Against the uniform yellow backdrop, tending to ochre, the brushstrokes are applied – rapid, darting, dispersed over the entire surface of the large canvas. These too are in just one colour, vacillating between sky-blue and azure. For Satta, this sophisticated chromatic oscillation is important, obtained through infinite glazes that conceal and transform the original shade of the colour: an oscillation that lends the work a striking mobility, almost to the edge of perceptive ambiguity.
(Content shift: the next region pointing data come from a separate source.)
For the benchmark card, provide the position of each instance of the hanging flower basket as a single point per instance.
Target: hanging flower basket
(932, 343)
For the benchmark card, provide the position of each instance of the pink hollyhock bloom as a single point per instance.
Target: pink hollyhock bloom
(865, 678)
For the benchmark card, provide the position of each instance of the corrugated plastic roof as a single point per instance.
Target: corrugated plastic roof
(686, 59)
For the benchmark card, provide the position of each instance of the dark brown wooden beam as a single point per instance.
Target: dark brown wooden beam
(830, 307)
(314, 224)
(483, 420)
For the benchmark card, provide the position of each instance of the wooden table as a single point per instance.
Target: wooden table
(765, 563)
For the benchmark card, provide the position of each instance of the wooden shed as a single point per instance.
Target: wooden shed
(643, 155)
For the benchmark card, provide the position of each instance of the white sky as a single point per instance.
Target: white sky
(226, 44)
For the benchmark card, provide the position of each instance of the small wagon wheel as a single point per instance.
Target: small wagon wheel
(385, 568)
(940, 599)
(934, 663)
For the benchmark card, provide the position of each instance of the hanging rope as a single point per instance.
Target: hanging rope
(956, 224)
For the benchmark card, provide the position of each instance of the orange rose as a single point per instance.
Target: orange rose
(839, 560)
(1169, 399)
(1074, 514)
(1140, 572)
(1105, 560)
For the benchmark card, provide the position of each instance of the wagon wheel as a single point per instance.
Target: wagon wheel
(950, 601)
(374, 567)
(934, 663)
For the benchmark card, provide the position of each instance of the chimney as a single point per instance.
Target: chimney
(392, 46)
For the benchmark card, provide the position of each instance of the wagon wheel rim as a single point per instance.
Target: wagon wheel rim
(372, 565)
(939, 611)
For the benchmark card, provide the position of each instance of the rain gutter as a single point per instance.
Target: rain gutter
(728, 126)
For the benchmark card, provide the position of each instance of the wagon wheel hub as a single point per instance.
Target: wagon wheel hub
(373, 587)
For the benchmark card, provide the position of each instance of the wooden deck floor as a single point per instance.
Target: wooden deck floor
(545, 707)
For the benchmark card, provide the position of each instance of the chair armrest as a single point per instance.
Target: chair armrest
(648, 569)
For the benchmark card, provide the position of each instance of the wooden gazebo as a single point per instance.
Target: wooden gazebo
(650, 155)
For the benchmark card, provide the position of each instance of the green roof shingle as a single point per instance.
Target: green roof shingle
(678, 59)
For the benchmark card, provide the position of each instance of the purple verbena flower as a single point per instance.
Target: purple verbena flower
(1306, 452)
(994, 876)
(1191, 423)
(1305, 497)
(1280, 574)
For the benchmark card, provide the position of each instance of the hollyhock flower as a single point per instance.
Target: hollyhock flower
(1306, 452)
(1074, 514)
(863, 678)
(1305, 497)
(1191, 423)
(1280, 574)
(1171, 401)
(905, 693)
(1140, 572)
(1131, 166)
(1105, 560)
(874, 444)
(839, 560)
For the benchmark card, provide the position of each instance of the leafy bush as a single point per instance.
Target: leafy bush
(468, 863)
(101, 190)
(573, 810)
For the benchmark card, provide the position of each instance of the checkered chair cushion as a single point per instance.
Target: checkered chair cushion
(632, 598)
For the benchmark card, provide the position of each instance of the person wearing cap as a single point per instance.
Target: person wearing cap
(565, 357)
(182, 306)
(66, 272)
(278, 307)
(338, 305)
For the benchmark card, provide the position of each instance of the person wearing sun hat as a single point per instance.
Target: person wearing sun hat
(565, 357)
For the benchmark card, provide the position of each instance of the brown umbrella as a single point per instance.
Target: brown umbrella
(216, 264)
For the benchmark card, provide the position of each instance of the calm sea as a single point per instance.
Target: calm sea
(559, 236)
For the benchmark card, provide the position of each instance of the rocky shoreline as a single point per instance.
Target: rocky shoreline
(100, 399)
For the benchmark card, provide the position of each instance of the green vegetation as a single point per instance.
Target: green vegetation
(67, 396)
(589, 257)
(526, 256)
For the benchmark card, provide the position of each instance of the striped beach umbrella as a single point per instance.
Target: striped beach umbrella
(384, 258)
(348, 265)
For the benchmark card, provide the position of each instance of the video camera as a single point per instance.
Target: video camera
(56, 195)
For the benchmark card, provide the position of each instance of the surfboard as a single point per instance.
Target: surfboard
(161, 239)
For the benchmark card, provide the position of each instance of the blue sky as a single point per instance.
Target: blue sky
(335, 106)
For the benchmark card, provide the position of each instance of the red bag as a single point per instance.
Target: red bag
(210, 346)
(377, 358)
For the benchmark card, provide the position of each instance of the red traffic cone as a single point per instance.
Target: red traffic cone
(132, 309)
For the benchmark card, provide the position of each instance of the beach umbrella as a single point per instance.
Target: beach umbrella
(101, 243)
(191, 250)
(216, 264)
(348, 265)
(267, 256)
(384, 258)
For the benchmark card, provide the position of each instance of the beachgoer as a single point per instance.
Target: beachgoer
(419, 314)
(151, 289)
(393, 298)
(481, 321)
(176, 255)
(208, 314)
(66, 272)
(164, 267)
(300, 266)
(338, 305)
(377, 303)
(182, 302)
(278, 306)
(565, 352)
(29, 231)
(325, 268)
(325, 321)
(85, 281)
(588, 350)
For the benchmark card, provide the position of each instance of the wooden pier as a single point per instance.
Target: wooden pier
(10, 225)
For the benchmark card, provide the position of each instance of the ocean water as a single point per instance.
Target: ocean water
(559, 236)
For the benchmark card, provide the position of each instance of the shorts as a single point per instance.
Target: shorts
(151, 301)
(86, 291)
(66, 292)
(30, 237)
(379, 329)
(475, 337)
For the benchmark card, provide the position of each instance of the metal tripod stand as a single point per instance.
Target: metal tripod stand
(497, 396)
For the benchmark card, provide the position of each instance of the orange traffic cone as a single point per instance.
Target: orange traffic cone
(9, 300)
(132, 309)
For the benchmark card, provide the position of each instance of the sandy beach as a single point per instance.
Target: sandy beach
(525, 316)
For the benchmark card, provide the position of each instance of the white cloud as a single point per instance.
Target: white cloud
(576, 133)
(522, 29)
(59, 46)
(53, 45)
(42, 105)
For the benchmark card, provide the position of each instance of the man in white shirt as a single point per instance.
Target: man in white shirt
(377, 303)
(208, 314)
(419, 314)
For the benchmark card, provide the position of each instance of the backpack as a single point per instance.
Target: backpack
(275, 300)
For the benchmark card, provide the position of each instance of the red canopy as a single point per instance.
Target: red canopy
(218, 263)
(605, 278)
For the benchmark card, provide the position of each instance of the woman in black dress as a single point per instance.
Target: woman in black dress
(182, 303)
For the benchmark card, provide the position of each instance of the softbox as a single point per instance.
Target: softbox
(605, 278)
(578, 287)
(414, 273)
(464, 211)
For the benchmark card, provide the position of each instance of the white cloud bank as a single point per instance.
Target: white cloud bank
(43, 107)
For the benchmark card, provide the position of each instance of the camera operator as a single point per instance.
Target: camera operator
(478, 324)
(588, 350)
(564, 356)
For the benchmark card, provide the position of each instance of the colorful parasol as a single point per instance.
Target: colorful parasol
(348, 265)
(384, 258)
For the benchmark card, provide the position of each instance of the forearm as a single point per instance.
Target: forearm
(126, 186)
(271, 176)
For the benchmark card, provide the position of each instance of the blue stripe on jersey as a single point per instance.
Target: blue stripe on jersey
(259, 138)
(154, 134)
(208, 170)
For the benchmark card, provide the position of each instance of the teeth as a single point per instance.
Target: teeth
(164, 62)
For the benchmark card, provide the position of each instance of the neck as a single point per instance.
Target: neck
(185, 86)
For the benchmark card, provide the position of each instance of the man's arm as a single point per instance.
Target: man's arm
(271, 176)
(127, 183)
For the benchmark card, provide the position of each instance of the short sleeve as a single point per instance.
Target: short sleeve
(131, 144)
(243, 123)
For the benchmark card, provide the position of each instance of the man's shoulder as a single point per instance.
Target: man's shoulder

Already in the mid-1970s, Satta had distanced himself from the implicit tautology of the theory underpinning so-called analytical painting. This was especially evident in the way he understood light – one of the fundamental components of pictorial grammar – not as a simple ingredient, an element of syntax, one method among other possible methods of artistic practice, but as an absolute and totalizing demon, as the wholeness of meaning. In the decades that followed, he would gradually begin to recover within his work a space for the freely written sign that now fled from the perfect geometry in which it had been inserted and, almost immersed in the light mantle of colour, designated a spatiality through which that brief and light gesture travelled and was measured: a strong space, as this painting also shows, verging on an utterly stark emotion.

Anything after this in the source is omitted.